Atmospheric particulate pollution can have a significant effect on human health, especially in the vicinity of active sources. The intensive agriculture practiced in Denmark releases large amounts of several different types of particles into the atmosphere. This project will focus on two agriculturally emitted species – ammonia, and the fungal spore Alternaria. Ammonia from agriculture makes a considerable contribution to fine airborne particles (those less than 2.5 μm in diameter) through the formation of secondary particles. Fine airborne particles are thought to contribute significantly to negative health effects amongst the Danish population, however there is evidence to suggest that the contribution from agricultural emissions of ammonia may be small. Spores of some fungal species within the genus Alternaria are allergenic, and can cause allergic diseases such as hay fever. This is thought to have a considerable health impact on the Danish population. High atmospheric concentrations of Alternaria spores have recently been linked with particular agricultural activities.

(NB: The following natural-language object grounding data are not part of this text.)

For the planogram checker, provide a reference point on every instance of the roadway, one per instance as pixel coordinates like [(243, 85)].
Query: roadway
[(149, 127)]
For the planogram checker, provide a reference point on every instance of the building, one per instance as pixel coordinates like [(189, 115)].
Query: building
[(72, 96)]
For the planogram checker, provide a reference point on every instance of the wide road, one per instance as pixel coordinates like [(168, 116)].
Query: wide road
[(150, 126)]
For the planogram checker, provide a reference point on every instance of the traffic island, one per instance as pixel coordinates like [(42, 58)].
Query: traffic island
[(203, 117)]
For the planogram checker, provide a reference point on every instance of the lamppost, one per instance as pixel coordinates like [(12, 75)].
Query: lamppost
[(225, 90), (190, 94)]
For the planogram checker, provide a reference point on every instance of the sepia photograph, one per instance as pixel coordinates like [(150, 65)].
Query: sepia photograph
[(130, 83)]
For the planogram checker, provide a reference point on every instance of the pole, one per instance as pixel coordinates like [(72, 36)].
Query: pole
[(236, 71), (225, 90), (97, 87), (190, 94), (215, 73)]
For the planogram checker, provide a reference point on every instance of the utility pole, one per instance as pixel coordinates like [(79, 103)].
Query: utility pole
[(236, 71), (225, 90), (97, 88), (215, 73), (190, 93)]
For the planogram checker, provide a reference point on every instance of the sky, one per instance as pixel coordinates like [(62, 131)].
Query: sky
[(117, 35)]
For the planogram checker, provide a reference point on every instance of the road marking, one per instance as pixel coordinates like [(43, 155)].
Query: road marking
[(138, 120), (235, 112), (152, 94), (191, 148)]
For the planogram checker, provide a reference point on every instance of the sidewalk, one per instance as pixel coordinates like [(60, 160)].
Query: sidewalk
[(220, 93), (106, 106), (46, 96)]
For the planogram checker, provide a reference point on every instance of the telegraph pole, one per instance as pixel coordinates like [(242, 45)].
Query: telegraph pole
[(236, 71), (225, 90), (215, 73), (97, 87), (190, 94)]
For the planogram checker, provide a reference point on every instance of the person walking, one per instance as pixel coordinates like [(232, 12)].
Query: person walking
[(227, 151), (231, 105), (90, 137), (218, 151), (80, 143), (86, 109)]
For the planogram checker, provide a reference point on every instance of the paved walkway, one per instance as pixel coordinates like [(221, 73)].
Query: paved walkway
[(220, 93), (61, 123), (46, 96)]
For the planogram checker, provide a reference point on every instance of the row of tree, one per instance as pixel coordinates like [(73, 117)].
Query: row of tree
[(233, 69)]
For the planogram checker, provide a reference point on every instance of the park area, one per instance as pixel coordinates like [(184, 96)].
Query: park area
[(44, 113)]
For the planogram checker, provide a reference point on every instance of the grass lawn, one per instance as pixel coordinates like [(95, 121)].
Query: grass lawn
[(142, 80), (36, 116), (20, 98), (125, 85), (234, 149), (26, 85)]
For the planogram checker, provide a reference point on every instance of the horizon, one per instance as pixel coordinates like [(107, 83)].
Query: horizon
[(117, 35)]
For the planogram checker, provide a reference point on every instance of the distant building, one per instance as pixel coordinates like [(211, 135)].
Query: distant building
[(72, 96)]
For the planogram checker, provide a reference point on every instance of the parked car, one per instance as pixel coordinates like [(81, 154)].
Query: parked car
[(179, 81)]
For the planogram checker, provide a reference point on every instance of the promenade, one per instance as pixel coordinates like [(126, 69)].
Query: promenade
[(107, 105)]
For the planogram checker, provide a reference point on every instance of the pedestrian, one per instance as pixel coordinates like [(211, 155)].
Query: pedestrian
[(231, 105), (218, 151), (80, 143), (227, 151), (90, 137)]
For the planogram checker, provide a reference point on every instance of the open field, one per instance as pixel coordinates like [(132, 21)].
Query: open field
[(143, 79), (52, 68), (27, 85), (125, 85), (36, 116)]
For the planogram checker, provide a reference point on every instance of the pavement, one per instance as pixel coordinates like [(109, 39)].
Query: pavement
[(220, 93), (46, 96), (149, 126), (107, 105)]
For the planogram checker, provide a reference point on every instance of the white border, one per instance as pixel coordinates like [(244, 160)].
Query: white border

The aim of this post-doc project is to investigate the impact of agricultural ammonia emissions on the health of the Danish population. This will be achieved by assessing exposure to ammonia and its derivatives using both simple distance-related proxies and calculations performed with advanced atmospheric chemistry-transport models. Epidemiological studies will then be performed, in which exposure data will be combined with data from health and other registers.

This post-doc project involves Aarhus University researchers based at both the Department of Environmental Science and the Department of Public Health, and is jointly funded by CIRRAU and the research alliance DNMARK (www.dnmark.org).